In NAFLD,  metabolic syndrome prevalence was 41.6% (159 out of 382 subjects); at multivariate analysis, associate factors resulted: sex male (OR:1.89), systolic hypertension (OR:1.9), hyperglicemia (OR:1.9), visceral obesity (OR:4.9), Tg/HDL ratio (OR:2.9), ALT (OR:2,5), gGT (OR:1.8). NAFLD was present in 66.2% (159 out 240 subjects) of metabolic syndrome  subjects: at multivariate analysis associated factors resulted: increasing age (OR:1.5); female sex (OR:1.05); fatty liver ( OR:5.22); Tg/Hdl ratio ( OR: 23.04).

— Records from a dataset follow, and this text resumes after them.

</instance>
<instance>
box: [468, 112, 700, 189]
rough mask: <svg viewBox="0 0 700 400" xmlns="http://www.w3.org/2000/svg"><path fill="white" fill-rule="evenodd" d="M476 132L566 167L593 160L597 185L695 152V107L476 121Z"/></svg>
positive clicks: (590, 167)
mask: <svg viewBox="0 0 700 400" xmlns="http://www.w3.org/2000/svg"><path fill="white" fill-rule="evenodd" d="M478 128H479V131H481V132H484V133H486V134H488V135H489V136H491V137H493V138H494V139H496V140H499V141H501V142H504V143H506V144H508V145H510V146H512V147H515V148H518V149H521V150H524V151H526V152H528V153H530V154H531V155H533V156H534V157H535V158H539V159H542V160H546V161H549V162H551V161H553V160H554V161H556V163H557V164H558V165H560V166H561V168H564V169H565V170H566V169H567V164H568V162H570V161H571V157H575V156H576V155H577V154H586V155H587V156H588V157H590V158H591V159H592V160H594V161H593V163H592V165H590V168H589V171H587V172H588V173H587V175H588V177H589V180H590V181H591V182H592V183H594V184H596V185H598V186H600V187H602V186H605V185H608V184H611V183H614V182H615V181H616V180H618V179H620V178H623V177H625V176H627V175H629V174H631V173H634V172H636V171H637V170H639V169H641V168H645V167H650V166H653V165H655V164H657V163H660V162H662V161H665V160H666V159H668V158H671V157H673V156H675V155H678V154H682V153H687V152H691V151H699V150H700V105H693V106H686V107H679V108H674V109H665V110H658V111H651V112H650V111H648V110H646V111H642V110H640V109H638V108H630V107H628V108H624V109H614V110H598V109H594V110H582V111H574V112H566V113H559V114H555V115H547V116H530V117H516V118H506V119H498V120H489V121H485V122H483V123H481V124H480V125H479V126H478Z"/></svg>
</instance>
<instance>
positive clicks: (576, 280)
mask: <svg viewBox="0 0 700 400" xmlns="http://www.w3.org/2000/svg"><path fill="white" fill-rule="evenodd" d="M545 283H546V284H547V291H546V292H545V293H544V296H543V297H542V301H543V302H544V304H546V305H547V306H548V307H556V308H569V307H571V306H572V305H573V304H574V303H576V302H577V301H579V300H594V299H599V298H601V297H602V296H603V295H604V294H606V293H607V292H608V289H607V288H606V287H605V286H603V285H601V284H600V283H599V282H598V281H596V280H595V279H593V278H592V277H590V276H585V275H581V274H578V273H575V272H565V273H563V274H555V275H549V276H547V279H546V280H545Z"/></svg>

The present study confirms the strong association between NAFLD and metabolic syndrome; although NAFLD prevalence is higher. Subjects with NAFLD had higher risk (OR: 13.5) to have metabolic syndrome than vice-versa (OR: 5.22); this observation suggest that NAFLD could play an early role in the development of metabolic syndrome. Further epidemiological and pathophysiological studies are needed to better define which is the killer or the victim.